By default we do not use relativistic effects. The best approximation is to use spin-orbit coupling, however that is computationally very expensive. The scalar relativistic option comes for free, and for light elements will give very similar results as non-relativistic theory, and for heavy ones better results w. r. t. experiment. We recommend to always use this (scalar ZORA). To go beyond to the spin-orbit level can be important when there are heavy elements with p valence electrons. Also the band gap appears quite sensitive for the spin-orbit effect.
The default functional is the LDA, that gives quite good geometries but terrible bonding energies. GGA functionals are usually better at bonding energies, and among all possibilities the PBE is a common choice. Using a GGA is not a lot more expensive than using plain LDA. For the special problem of band gaps there are a number Model Hamiltonians available (eg. TB-mBJ and GLLC-SC). The Unrestricted option will be needed when the system is not closed shell. For systems interacting through dispersion interactions it is advised to use the Grimme corrections. Unfortunately there is no clear-cut answer to this problem, and one has to try in practice what works best.
The easiest way to control the technical precision is via the NumericalQuality key. One can also independently tweak the precision of specific technical aspects, e.g.:
BeckeGrid Quality Good ! tweak the grid End KSpace Quality Good ! tweak the k-space grid End ZlmFit Quality Normal ! tweak the density fit End SoftConfiment Quality Basic ! tweak the radial confinement of basis functions End
Here are per issue hints for when to go for a better quality (but it is by no means complete)
- BeckeGrid: Increase quality if there are geometry convergence problems. Also negative frequencies can be caused by an inaccurate grid.
- KSpace: Increase quality for metals
- ZlmFit: Increase quality if the SCF does not converge.
- SoftConfinment: Increase quality for weakly bonded systems, such as layered materials
The performance is influenced by the model Hamiltonian and basis set, discussed above. Here follow more technical tips.

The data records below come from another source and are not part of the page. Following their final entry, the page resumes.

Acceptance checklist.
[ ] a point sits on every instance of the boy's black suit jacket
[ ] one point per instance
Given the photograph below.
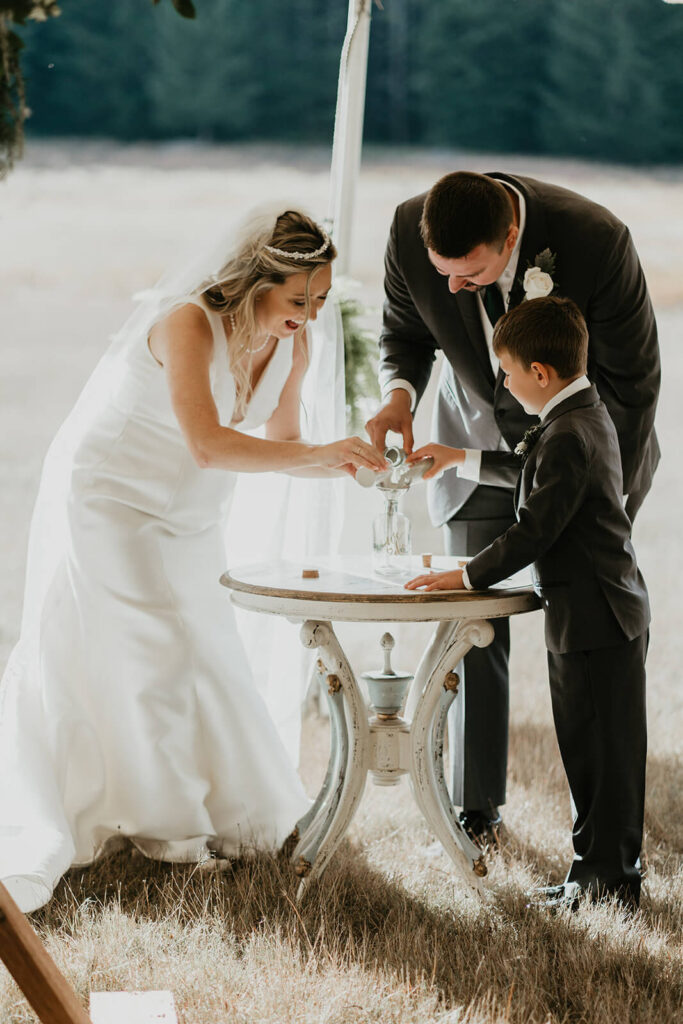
(596, 265)
(572, 528)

One of the simplest things to try is to run your job with NumericalQuality Basic. For many systems this will work well, and it can be used for instance to pre-optimize a geometry. However, it can also cause problems such as problematic SCF convergence, geometry optimization, or simply bad results. See above how to tweak more finely the Technical Precision.
Another issue that is the choice CPVector (say the vector length of you machine) and the number of k-points processed together during the calculation of the parameters. In the output you see the used value
========================= = Numerical Integration = ========================= TOTAL NR. OF POINTS 4738 BLOCK LENGTH 256 NR. OF BLOCKS 20 MAX. NR. OF SYMMETRY UNIQUE POINTS PER BLOCK 35 NR. OF K-POINTS PROCESSED TOGETHER IN BASPNT 5 NR. OF SYMMETRY OPERATORS (REAL SPACE) 48 SYMMETRY OPERATORS IN K-SPACE 48
If you want to change the default settings you can specify the
KGRPX keywords. The optimal combination depends on the calculation, on the machine. Example
CPVector 512 KGRPX 3
Note: bigger is not necessarily better.
Reduced basis set¶
When starting work on a large unit cell it is wise to start with a DZ basis. With such a basis, one can test for instance the quality of the k-space integration. However, for most properties, the DZ basis is probably not very accurate. You can next go for the DZP (if available) or TZP basis set, but that may be a bit of overkill.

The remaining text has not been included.